Het Boek

Exodus 40:3-21 Het Boek (HTB)

3. Plaats de ark met de Tien Geboden erin en hang het gordijn ervoor, zodat de ark in het Heilige der Heiligen komt te staan.

4. Breng daarna de tafel met alle toebehoren naar binnen, zet de kandelaar erbij en steek de lampen aan.

5. Zet het gouden reukofferaltaar voor de ark en hang het gordijn voor de ingang van de tabernakel.

6. Zet daarna het brandofferaltaar voor de ingang.

7. Zet het wasvat tussen de tabernakel en het altaar en vul het met water.

8. Zet de gordijnwanden van de voorhof op en breng het gordijn voor de ingang van de voorhof aan.

9. Neem de zalfolie en sprenkel haar over de tabernakel en alles wat zich erin bevindt: alle toebehoren en stukken die daar staan, zodat ze worden geheiligd.

10. Zalf ook het brandofferaltaar en zijn toebehoren, zodat het allerheiligst wordt.

11. Doe hetzelfde met het wasvat en zijn voetstuk, zodat ook dat heilig wordt.

12. Breng Aäron en zijn zonen bij de ingang van de tabernakel en was hen met water.

13. Geef Aäron de heilige kleren aan, zalf en heilig hem, zodat hij voor Mij het priesterambt kan uitoefenen.

14. Zijn zonen moeten hun onderkleden aandoen

15. en daarna moeten zij worden gezalfd en geheiligd, zodat ook zij het priesterambt voor Mij kunnen uitoefenen. Hun zalving zal van geslacht tot geslacht blijven gelden, het is een eeuwig priesterschap.’

16. Mozes voerde al deze opdrachten van de Here precies uit zoals de Here hem had opgedragen.

17. Op de eerste dag van de eerste maand in het tweede jaar na de bevrijding uit Egypte, zette Mozes de tabernakel op.

18. Hij plaatste de voetstukken, zette de wandpanelen overeind, bracht de dwarsbalken aan en zette de pilaren op hun plaatsen.

19. Hij legde het tentdoek over het geraamte en dekte het af met de twee dekkleden, precies zoals de Here hem had opgedragen.

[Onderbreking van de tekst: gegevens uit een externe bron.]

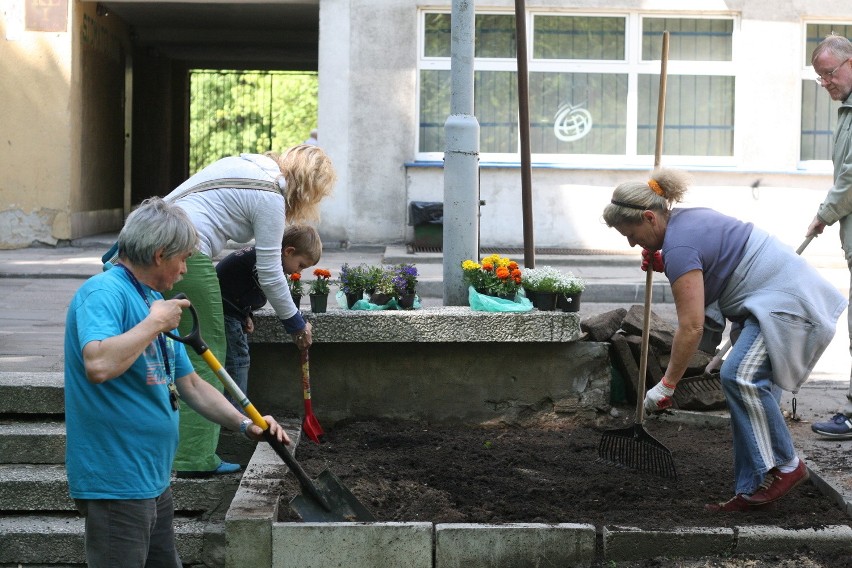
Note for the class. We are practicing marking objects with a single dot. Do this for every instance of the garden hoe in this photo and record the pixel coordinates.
(310, 424)
(323, 500)
(633, 447)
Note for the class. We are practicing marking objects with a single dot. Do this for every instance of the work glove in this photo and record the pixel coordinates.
(660, 397)
(655, 259)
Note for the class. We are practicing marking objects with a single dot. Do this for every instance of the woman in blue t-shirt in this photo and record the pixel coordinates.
(757, 281)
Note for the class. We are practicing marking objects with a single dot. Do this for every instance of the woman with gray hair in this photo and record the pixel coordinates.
(757, 282)
(123, 376)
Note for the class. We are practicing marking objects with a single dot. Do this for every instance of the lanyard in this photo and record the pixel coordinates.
(161, 340)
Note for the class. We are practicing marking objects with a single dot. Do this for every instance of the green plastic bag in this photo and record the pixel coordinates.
(483, 303)
(363, 304)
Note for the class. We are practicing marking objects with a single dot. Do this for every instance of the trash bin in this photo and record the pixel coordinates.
(427, 217)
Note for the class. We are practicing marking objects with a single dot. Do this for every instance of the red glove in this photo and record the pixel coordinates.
(655, 259)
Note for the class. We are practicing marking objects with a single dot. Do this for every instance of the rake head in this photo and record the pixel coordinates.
(634, 448)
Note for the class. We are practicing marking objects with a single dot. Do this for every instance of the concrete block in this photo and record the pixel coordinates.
(631, 543)
(661, 332)
(603, 326)
(760, 539)
(517, 545)
(32, 393)
(248, 523)
(352, 545)
(32, 442)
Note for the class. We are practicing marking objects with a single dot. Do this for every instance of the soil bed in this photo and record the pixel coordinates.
(546, 472)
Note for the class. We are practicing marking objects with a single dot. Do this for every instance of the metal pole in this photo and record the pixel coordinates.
(461, 158)
(524, 130)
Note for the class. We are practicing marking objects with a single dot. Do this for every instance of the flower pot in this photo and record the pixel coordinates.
(352, 297)
(380, 299)
(319, 303)
(546, 301)
(532, 296)
(406, 301)
(568, 302)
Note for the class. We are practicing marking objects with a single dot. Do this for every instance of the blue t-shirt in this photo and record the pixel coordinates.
(121, 434)
(704, 239)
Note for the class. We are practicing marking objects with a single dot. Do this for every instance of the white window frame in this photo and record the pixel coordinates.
(632, 65)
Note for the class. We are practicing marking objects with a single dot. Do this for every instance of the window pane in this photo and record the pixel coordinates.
(817, 32)
(689, 39)
(437, 40)
(434, 109)
(819, 119)
(495, 36)
(496, 109)
(578, 113)
(578, 37)
(699, 117)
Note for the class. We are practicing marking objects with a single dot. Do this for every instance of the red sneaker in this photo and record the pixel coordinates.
(776, 484)
(737, 503)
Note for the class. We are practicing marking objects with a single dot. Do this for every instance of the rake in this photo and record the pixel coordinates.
(633, 447)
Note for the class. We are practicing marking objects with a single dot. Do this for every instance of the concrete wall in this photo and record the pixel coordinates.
(62, 156)
(372, 132)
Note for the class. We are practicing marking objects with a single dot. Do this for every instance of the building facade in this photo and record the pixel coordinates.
(95, 113)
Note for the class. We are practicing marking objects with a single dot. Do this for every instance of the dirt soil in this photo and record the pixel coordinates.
(549, 472)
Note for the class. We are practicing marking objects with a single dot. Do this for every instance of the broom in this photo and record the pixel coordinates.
(633, 447)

20. Hij legde de plaquettes met de Tien Geboden in de ark, schoof de draagstokken door de ringen en plaatste het verzoendeksel op de ark.

21. Daarna bracht hij de ark de tabernakel binnen, hing het gordijn ervoor en onttrok de ark zo aan het gezicht, zoals de Here hem had opgedragen.